Brazil's central bank President Henrique Meirelles warned on Thursday against exaggerated swings in asset prices and "excessive euphoria" in the foreign exchange market, helping to reverse a recent rally in the country's currency. The real weakened 0.3 percent to 2.037 per dollar on Thursday, its first drop in four sessions. On Wednesday in intraday trade, it hit a seven-month high.
"Market participants, companies, in the past had significant losses because of excessive euphoria, because they bet on trends in an exaggerated way," Meirelles told reporters when questioned about dollar inflows to Brazil and recent gains in the currency.
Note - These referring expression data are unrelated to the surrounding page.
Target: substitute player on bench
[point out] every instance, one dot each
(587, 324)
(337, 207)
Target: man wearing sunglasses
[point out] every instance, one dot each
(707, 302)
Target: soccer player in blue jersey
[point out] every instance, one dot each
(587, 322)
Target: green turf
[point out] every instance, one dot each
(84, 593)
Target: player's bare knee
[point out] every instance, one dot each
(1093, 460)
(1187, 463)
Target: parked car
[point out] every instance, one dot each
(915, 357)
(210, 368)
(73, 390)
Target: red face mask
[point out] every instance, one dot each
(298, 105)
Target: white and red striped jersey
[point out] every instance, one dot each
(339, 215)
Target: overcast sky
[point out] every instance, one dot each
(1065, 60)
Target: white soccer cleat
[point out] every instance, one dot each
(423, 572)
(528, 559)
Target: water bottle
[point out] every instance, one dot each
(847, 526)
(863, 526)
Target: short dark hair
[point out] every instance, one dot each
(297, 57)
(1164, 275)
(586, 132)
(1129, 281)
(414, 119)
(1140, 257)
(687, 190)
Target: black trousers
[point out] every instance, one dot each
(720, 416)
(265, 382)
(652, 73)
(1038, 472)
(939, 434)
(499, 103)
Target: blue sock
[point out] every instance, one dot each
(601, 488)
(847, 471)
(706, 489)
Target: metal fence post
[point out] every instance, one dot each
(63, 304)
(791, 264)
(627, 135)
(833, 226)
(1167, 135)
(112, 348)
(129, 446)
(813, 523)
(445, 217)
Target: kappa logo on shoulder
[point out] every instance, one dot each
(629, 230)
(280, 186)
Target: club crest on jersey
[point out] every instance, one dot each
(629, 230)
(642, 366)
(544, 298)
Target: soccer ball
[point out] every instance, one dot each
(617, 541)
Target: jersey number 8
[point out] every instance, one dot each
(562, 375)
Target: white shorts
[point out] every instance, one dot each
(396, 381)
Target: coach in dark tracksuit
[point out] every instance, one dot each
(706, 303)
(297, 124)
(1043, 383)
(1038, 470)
Yields on interest rate futures contracts rose sharply after the comments, with the January 2010 contract, the most widely traded at the BM&F Bovespa, climbing to 9.31 percent from 9.26 percent close on Wednesday. Companies such as meat processor Sadia, pulp producer Aracruz and industrial conglomerate Votorantim lost billions of reais in wrong-way bets on currency derivatives in 2008.
The companies had bet Brazil's currency would hold firm after strengthening for several years. But the real plunged after the collapse of Lehman Brothers in September, creating massive losses on target rate forwards and other types of derivatives. The real has gained 14.3 percent since the beginning of the year and surged nearly 20 percent since touching a three-month low in early March on rising dollar inflows from exporters and as investors flocked to local stocks and bonds.
Central bank data on Wednesday showed net inflows of US dollars to Brazil totalled $2.06 billion this month through May 15. Net financial inflows rose to $1.4 billion in the period, compared with $1.05 billion inflows through May 8. Net inflows from trade transactions reached $658 million in the period, rising from the $108 million inflows the previous week.
The central bank has bought dollars on the spot foreign exchange market every session since May 8, when it intervened for the first time in eight months to soak up a flood of dollars to the country and slow the real's appreciation. Meirelles also said Brazil's economy, the largest in Latin America, has shown very clear signs of a recovery because on improvements in domestic demand.
"There are signs of a recovery in demand and that demand is being sustained, what's best, by a strong growth in employment and earnings the past years, by the increase in people's purchasing power," he said. Unemployment data released on Thursday showed Brazil's jobless rate fell for the first time in four months in April.